How to Use the merge() Function with Data Sets in R
In R you use the merge() function to combine data frames. This powerful function tries to identify columns or rows that are common between the two different data frames.
How to use merge to find the intersection of data
The simplest form of merge() finds the intersection between two different sets of data. In other words, to create a data frame that consists of those states that are cold as well as large, use the default version of merge():
> merge(cold.states, large.states) Name Frost Area 1 Alaska 152 566432 2 Colorado 166 103766 3 Montana 155 145587 4 Nevada 188 109889
If you’re familiar with a database language such as SQL, you may have guessed that merge() is very similar to a database join. This is, indeed, the case and the different arguments to merge() allow you to perform natural joins, as well as left, right, and full outer joins.
The merge() function takes quite a large number of arguments. These arguments can look quite intimidating until you realize that they form a smaller number of related arguments:
x: A data frame.
y: A data frame.
by, by.x, by.y: The names of the columns that are common to both x and y. The default is to use the columns with common names between the two data frames.
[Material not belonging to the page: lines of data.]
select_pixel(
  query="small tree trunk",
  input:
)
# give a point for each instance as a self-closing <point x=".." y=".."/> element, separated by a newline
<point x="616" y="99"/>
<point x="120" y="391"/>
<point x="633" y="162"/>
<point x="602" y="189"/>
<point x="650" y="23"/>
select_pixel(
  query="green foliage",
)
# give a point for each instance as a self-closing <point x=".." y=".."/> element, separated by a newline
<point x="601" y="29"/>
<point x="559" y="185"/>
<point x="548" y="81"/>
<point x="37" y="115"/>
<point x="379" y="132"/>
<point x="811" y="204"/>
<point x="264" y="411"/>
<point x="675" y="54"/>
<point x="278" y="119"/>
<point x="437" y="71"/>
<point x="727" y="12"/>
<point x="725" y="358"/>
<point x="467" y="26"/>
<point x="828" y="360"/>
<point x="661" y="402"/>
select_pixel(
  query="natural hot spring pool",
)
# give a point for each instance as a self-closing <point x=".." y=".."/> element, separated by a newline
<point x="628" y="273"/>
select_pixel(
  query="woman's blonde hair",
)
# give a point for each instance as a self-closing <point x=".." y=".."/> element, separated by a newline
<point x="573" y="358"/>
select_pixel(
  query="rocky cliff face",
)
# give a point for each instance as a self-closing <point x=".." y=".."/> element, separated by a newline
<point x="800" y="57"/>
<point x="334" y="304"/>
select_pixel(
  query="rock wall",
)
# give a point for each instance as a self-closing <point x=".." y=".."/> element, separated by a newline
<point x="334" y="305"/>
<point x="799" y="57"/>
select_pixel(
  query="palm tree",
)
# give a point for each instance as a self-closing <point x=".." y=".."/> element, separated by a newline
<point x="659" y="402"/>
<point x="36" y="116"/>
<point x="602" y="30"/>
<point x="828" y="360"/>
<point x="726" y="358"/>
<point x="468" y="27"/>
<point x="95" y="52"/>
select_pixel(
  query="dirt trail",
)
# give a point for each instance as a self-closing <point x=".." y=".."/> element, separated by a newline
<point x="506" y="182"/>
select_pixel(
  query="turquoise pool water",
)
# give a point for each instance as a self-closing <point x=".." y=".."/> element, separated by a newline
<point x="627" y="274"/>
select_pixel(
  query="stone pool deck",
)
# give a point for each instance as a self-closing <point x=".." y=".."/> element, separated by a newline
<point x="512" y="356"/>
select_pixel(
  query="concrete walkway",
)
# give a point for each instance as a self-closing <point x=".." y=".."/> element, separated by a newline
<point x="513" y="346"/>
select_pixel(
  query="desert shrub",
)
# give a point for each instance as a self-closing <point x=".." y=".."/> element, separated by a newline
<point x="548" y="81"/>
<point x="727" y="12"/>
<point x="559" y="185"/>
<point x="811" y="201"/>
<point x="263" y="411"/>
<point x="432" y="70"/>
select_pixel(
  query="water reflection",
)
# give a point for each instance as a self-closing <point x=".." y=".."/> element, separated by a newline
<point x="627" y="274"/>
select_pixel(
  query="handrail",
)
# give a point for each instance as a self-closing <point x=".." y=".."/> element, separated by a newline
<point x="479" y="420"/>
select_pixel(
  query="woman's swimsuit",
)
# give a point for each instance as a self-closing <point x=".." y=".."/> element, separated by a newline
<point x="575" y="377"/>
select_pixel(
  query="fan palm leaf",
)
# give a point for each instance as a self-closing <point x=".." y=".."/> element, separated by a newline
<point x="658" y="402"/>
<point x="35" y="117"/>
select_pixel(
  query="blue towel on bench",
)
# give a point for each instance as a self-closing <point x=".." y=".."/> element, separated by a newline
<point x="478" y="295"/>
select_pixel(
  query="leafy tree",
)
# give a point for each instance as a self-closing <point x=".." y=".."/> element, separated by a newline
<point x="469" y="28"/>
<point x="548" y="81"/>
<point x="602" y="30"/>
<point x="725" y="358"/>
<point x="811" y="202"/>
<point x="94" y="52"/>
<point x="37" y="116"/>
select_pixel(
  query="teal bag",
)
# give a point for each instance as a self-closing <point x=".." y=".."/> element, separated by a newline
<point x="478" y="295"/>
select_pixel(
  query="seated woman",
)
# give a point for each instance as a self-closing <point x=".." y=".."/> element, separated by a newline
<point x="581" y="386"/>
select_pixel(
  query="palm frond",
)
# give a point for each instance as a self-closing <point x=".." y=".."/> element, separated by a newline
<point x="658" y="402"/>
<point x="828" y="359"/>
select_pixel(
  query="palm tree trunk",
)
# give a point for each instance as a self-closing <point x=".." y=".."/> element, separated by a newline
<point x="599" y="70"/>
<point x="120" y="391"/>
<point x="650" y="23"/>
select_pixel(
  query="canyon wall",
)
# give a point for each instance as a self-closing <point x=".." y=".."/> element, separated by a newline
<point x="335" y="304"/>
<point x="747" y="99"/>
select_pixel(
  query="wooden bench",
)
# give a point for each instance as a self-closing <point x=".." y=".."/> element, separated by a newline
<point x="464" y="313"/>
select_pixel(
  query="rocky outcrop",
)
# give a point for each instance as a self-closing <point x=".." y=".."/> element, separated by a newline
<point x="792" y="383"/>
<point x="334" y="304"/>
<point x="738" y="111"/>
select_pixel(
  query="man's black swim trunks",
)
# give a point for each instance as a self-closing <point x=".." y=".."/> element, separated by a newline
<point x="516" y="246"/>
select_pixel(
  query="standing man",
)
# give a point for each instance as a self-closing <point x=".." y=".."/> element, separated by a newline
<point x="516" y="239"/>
all, all.x, all.y: Logical values that specify the type of merge. The default value is all=FALSE (meaning that only the matching rows are returned).
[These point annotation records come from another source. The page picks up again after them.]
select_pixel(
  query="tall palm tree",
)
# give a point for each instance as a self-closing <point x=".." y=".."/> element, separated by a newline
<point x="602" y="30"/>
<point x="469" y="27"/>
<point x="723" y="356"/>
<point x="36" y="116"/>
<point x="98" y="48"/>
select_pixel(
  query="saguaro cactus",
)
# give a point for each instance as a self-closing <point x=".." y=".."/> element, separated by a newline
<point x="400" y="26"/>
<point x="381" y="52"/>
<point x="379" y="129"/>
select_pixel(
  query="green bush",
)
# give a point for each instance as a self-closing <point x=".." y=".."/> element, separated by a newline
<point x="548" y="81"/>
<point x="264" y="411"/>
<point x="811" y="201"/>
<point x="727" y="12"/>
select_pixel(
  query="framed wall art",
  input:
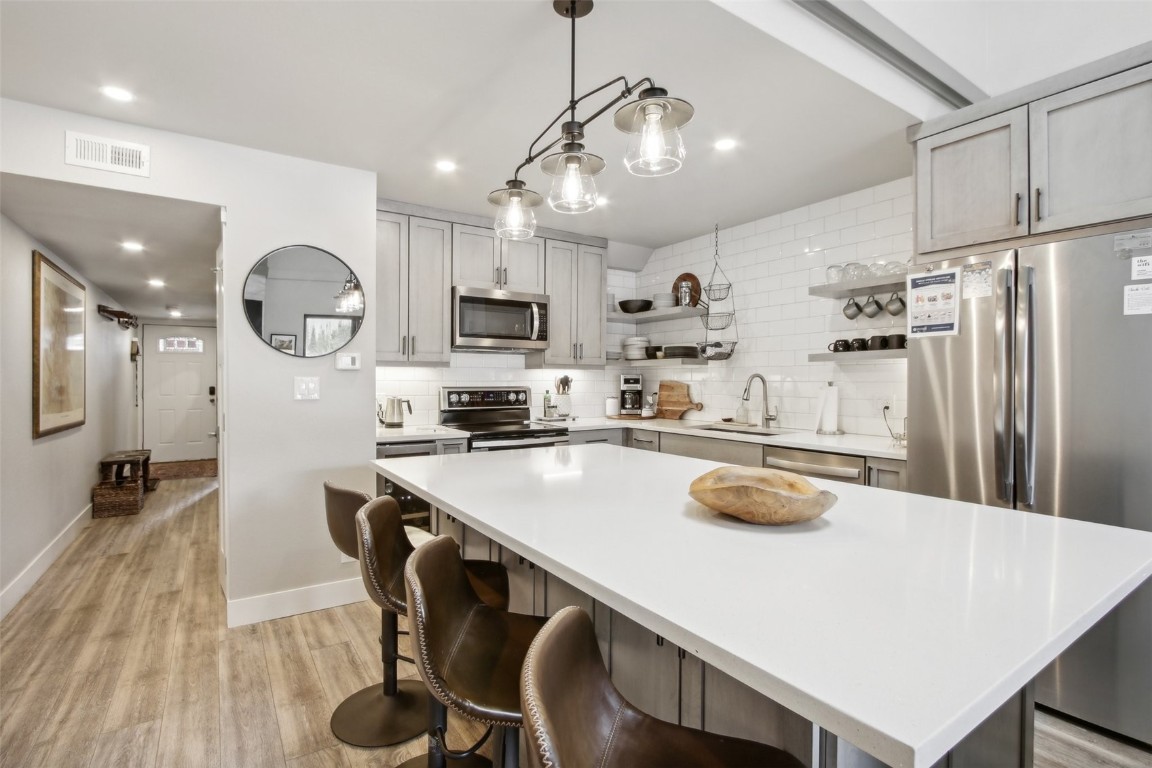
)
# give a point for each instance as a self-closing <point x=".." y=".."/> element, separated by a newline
<point x="285" y="343"/>
<point x="58" y="348"/>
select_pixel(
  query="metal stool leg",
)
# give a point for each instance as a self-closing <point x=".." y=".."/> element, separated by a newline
<point x="388" y="713"/>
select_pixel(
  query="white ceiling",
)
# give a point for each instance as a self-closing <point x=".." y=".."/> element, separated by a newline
<point x="86" y="225"/>
<point x="395" y="85"/>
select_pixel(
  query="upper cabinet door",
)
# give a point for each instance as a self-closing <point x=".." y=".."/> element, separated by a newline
<point x="561" y="309"/>
<point x="430" y="304"/>
<point x="522" y="265"/>
<point x="591" y="280"/>
<point x="1092" y="152"/>
<point x="475" y="257"/>
<point x="391" y="287"/>
<point x="971" y="183"/>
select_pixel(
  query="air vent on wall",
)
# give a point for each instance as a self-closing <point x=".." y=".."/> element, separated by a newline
<point x="107" y="154"/>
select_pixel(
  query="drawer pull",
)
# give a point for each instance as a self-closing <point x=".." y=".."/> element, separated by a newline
<point x="813" y="469"/>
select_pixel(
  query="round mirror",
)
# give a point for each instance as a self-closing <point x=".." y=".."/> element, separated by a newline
<point x="303" y="301"/>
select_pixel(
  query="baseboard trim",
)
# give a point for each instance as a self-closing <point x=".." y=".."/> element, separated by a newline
<point x="27" y="578"/>
<point x="289" y="602"/>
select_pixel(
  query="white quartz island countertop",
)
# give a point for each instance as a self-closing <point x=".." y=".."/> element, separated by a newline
<point x="897" y="622"/>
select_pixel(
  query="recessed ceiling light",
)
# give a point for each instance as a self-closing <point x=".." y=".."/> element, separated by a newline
<point x="118" y="93"/>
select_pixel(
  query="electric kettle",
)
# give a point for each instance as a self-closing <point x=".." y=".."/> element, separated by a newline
<point x="394" y="411"/>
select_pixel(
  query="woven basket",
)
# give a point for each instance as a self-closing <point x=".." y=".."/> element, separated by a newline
<point x="112" y="500"/>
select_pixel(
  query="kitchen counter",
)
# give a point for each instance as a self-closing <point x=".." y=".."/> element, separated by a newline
<point x="897" y="622"/>
<point x="847" y="443"/>
<point x="417" y="433"/>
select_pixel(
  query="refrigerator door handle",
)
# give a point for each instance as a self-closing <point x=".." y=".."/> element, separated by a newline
<point x="1025" y="373"/>
<point x="1002" y="386"/>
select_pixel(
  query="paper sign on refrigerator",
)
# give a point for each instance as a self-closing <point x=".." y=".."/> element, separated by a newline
<point x="933" y="304"/>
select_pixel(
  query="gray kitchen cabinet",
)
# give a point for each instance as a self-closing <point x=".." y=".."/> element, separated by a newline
<point x="726" y="451"/>
<point x="644" y="439"/>
<point x="586" y="436"/>
<point x="891" y="473"/>
<point x="1091" y="152"/>
<point x="1073" y="159"/>
<point x="412" y="289"/>
<point x="482" y="259"/>
<point x="575" y="280"/>
<point x="971" y="183"/>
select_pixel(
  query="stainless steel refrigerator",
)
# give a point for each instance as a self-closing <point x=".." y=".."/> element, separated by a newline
<point x="1043" y="402"/>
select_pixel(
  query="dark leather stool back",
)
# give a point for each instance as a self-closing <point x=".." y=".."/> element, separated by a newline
<point x="341" y="506"/>
<point x="574" y="715"/>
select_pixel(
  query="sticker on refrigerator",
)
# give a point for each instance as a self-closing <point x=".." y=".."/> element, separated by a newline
<point x="933" y="304"/>
<point x="1138" y="299"/>
<point x="977" y="280"/>
<point x="1142" y="267"/>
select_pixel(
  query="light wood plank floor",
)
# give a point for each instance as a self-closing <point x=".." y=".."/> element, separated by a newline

That last group of arguments — all, all.x and all.y — deserves some explanation. These arguments determine the type of merge that will happen.
How to understand the different types of merge
The merge() function allows four ways of combining data:
Natural join: To keep only rows that match from the data frames, specify the argument all=FALSE.
Full outer join: To keep all rows from both data frames, specify all=TRUE.
Left outer join: To include all the rows of your data frame x and only those from y that match, specify all.x=TRUE.
Right outer join: To include all the rows of your data frame y and only those from x that match, specify all.y=TRUE.
How to find the union (full outer join)
Returning to the examples of U.S. states, to perform a complete merge of cold and large states, use merge and specify all=TRUE:
> merge(cold.states, large.states, all=TRUE) Name Frost Area 1 Alaska 152 566432 2 Arizona NA 113417 3 California NA 156361 .... 13 Texas NA 262134 14 Vermont 168 NA 15 Wyoming 173 NA
Both data frames have a variable Name, so R matches the cases based on the names of the states. The variable Frost comes from the data frame cold.states, and the variable Area comes from the data frame large.states.
Note that this performs the complete merge and fills the columns with NA values where there is no matching data.